Langkanya suku cadang ini membuat lokomotif BB200 banyak yang afkir; beberapa yang diantaranya kemudian teronggok di kebun Balai Yasa Yogyakarta. Nasib baik mulai menghampiri ketika Unit Pelestarian PT KAI mulai melakukan revitalisasi di Ambarawa dan Tuntang. Upaya untuk melengkapi sejarah perjalanan perkeretaapian Indonesia pun dilakukan dengan mendatangkan koleksi yang memiliki nilai sejarah.

Menurut staf Program Non Bangunan dari Unit Pusat Pelestarian, Perawatan dan Desain Arsitektur PT KAI, Wawan Hermawan, lokomotif BB200 termasuk bagian sejarah awal era lokomotif diesel di Indonesia.
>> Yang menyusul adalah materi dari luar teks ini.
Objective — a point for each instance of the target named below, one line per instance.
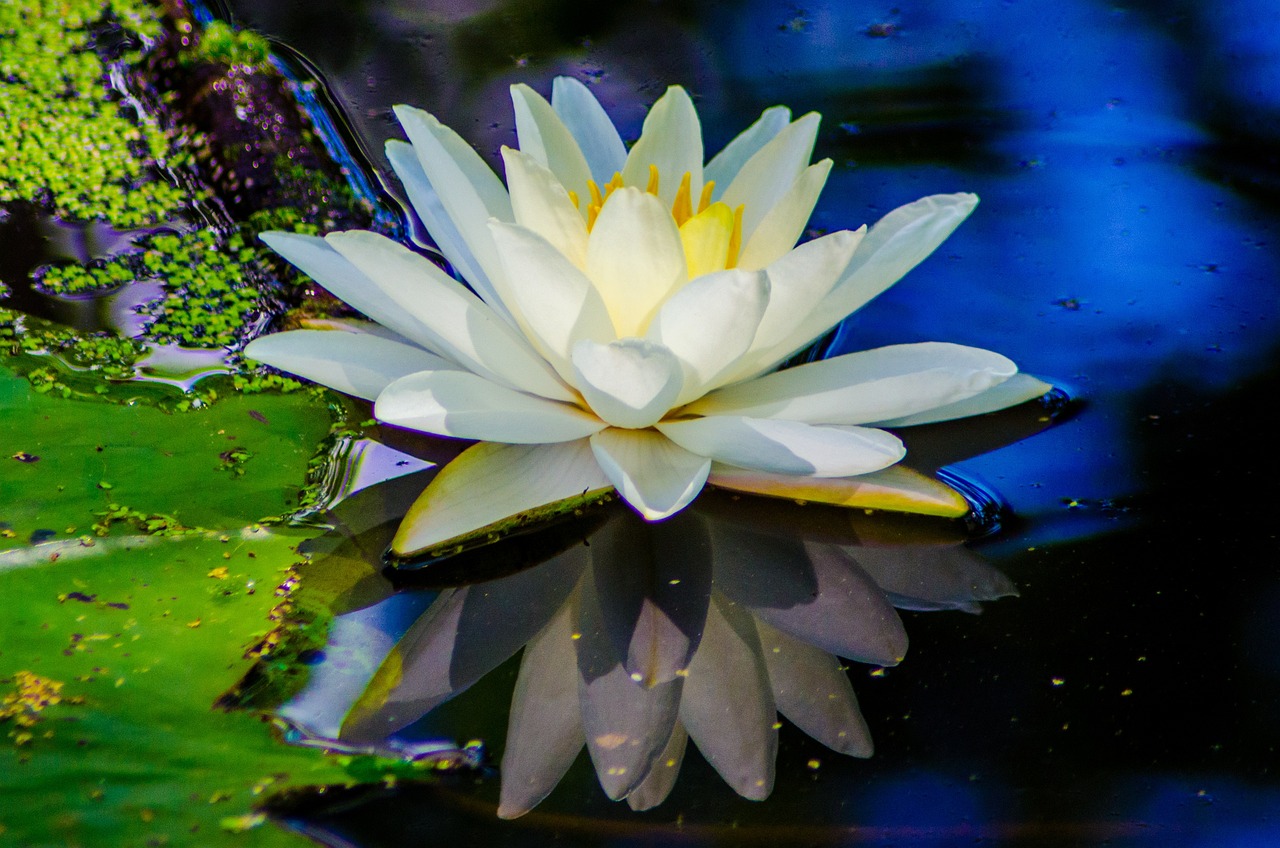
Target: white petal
(626, 725)
(554, 302)
(544, 732)
(798, 282)
(597, 136)
(1016, 390)
(786, 447)
(781, 228)
(672, 140)
(542, 205)
(727, 705)
(492, 484)
(545, 137)
(456, 322)
(871, 386)
(709, 323)
(635, 258)
(725, 165)
(428, 205)
(469, 190)
(814, 692)
(768, 174)
(629, 382)
(892, 247)
(656, 477)
(662, 775)
(896, 488)
(357, 364)
(462, 405)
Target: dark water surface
(1127, 160)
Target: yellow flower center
(712, 236)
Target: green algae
(67, 140)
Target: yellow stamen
(705, 200)
(735, 240)
(682, 209)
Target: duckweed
(65, 140)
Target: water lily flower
(626, 314)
Memang lokomotif diesel pertama adalah seri CC200 yang datang pada sekitar 1953. Namun lokomotif ini terlalu besar dan berat sehingga tidak bisa dipakai di jalur cabang yang hanya sanggup menopang lokomotif yang lebih ringan. Untuk itu didatangkanlah BB200 yang lebih ringan namun bertenaga. Karena itulah, BB200 kemudian menjadi andalan lokomotif diesel untuk lintas percabangan.

"Karena itu, lok (lokomotif) BB200 menjadi benda cagar budaya yang penting. Di Pengok (Balai Yasa Yogyakarta, red) sendiri ada beberapa unit yang afkir. Untuk itu kami berupaya merestorasi unit yang kondisinya paling baik untuk dibawa ke Tuntang seiring rencana untuk pengembangan Tuntang sebagai museum bertema lokomotif diesel," jelasnya, Kamis (28/5/2015).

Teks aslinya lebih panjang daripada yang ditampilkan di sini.